2. Any correlation with whether the dimm slots are filled or empty. I have 16 dimm slots, and 4 of them are occupied (2 DRAM sticks per socket).

3. Is there any way to get these values from inside a program? For example, I want to measure it for a particular loop. I did it using libpfm by starting/stopping the counters. Is there a similar interface?

thanks

McCalpinJohn · ‎07-03-2014

I am guessing that the IMC 4/5/6/7 devices are showing up on your Ivy Bridge box? The uncore performance monitoring guide for the Xeon E5-2600 v2 mentions a second memory controller, but it does not actually seem to exist (at least not on these parts). Channels 0-3 are the ones that are supposed to be working, and they should be the only ones visible on the Sandy Bridge boxes.

I don't know enough about different versions of "perf" to know whether they have made it smart enough to understand that it only needs to read the chip-level counters once on each chip.

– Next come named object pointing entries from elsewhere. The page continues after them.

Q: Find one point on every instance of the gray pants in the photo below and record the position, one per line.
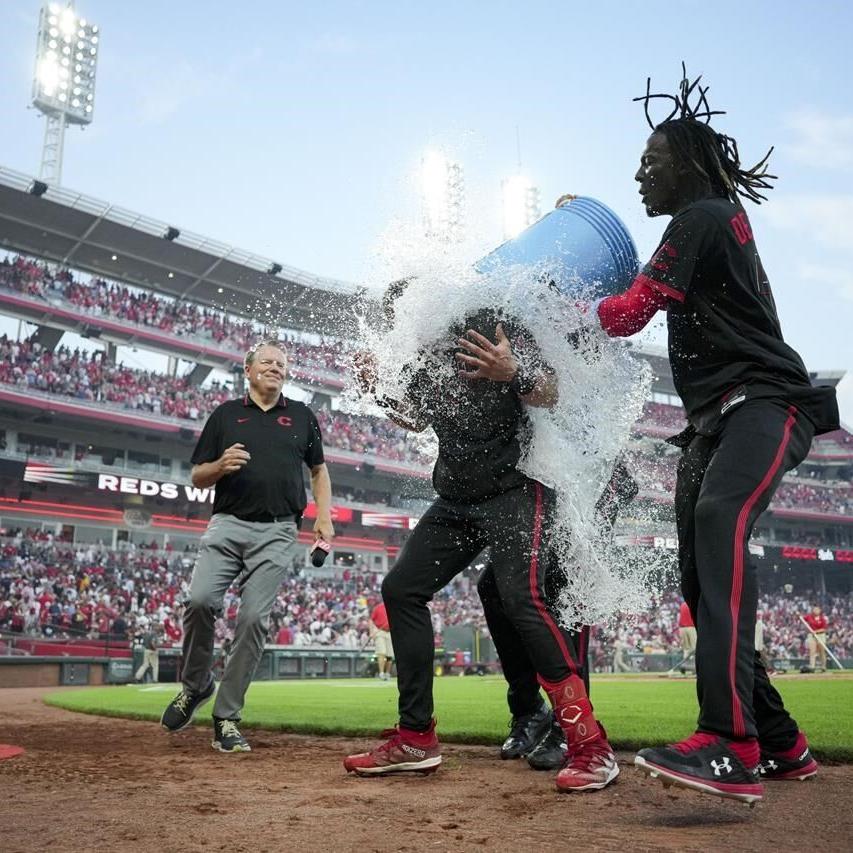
(150, 660)
(257, 553)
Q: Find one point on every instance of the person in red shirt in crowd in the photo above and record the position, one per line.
(816, 639)
(686, 633)
(752, 413)
(380, 633)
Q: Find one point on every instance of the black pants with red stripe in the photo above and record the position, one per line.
(514, 527)
(724, 483)
(523, 694)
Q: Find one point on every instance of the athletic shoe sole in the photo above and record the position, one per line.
(801, 775)
(233, 751)
(591, 786)
(201, 704)
(729, 792)
(428, 765)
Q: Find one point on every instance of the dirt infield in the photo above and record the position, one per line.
(88, 783)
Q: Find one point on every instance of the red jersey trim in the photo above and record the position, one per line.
(665, 289)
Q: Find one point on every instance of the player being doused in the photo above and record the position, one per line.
(472, 388)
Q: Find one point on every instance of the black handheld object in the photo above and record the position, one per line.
(319, 553)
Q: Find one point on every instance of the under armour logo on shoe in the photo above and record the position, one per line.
(412, 750)
(721, 765)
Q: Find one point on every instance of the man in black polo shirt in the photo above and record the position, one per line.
(752, 413)
(253, 449)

The version on my systems is not that smart. If you don't need any extra options to get it to do the right thing, that is great.

The counters don't have the ability to filter accesses by rank (at least I don't think they do), so you will get counts for all DIMMs on any channel that has DIMMs installed.

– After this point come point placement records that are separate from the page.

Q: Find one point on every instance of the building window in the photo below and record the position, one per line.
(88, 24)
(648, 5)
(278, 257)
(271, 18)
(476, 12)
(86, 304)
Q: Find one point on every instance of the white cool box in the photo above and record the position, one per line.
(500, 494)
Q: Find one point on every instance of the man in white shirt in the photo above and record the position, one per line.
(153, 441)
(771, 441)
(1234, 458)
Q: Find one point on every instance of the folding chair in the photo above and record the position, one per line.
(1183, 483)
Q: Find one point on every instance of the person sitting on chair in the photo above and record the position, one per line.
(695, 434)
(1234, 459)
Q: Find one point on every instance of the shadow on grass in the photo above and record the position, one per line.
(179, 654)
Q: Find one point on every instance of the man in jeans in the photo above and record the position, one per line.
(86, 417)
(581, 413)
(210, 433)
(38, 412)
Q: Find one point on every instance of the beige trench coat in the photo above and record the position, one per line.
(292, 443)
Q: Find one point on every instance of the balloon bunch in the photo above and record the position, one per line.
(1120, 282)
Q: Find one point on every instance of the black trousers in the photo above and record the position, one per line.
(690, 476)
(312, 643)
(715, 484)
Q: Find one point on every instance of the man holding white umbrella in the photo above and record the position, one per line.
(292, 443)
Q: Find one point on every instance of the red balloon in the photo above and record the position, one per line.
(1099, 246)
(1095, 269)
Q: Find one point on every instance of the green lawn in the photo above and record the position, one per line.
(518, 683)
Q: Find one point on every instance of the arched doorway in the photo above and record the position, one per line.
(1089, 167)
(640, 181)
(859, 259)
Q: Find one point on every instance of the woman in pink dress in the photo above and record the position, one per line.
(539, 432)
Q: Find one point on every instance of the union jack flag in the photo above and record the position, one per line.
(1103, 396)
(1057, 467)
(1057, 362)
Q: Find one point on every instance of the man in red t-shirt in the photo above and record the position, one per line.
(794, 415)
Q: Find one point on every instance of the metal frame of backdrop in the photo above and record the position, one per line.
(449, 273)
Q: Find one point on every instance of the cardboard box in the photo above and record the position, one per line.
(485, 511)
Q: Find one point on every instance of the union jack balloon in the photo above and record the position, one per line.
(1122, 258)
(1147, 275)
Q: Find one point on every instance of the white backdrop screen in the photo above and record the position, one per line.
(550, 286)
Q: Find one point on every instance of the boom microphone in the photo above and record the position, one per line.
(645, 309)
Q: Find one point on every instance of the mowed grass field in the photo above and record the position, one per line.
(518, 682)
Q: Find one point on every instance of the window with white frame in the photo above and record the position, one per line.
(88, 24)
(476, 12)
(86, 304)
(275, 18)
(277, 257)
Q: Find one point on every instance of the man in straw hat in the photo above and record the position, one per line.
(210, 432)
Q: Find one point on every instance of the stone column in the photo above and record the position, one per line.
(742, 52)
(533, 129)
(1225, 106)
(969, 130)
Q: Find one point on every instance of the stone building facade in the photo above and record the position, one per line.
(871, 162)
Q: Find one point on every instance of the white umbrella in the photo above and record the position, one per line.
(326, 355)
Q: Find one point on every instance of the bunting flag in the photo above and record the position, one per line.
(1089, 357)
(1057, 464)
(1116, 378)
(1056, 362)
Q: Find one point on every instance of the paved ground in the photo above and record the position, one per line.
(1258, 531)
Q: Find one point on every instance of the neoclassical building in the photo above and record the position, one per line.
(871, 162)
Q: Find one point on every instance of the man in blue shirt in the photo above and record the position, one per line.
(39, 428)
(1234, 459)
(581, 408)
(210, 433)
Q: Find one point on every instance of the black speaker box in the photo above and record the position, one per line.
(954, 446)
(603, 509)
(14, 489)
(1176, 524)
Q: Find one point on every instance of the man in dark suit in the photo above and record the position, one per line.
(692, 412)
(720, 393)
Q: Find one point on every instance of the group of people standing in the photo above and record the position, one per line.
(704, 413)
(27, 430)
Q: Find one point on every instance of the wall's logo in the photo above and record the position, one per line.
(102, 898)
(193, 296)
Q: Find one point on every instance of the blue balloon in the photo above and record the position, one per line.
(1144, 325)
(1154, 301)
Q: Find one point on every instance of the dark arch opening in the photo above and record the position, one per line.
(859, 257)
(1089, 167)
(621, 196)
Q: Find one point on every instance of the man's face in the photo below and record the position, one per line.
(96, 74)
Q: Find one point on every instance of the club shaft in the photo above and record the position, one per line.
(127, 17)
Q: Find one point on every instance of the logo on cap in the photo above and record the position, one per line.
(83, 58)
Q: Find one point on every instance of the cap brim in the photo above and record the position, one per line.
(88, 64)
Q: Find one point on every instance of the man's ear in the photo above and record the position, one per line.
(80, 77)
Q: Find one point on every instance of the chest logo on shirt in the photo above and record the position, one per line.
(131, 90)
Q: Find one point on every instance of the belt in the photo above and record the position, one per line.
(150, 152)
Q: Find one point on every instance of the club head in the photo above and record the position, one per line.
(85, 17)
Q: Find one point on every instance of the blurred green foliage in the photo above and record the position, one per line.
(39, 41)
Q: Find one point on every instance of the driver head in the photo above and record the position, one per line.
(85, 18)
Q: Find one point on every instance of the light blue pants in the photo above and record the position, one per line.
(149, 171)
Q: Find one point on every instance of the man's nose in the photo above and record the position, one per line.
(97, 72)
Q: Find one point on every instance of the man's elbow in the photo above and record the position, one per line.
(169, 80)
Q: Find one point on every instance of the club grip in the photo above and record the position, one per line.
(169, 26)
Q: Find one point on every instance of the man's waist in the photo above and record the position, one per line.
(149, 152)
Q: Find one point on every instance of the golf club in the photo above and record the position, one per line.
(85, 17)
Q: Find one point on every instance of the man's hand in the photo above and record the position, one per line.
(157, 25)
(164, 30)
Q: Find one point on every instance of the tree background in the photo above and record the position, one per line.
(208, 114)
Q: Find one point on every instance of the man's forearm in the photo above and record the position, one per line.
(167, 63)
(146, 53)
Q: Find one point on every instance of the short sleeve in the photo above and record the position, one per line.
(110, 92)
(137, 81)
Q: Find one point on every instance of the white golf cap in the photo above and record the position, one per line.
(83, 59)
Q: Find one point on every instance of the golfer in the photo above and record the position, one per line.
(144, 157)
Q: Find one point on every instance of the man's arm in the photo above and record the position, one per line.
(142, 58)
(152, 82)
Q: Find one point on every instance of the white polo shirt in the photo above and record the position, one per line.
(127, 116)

I was able to read the counters inside the program by running as root and opening the appropriate device files in the /proc/bus/pci/ tree. The bus numbers corresponding to the two sockets are set by the BIOS and are not always consistent. I have seen systems using buses 1f & 3f, systems using 3f &7f, and systems using 7f & ff. Once the files are open, you can use "pread" with the appropriate offset to read the upper and lower 32 bits of the counter values. You can, of course, also program the counters this way if you open the files with write permission. In my case I don't usually need to do this because our batch system automatically programs the counters to record the base set of events that I want to use, so I only need to read the counter values. I don't ever bother to stop the counters -- I just read values before and after the region of interest.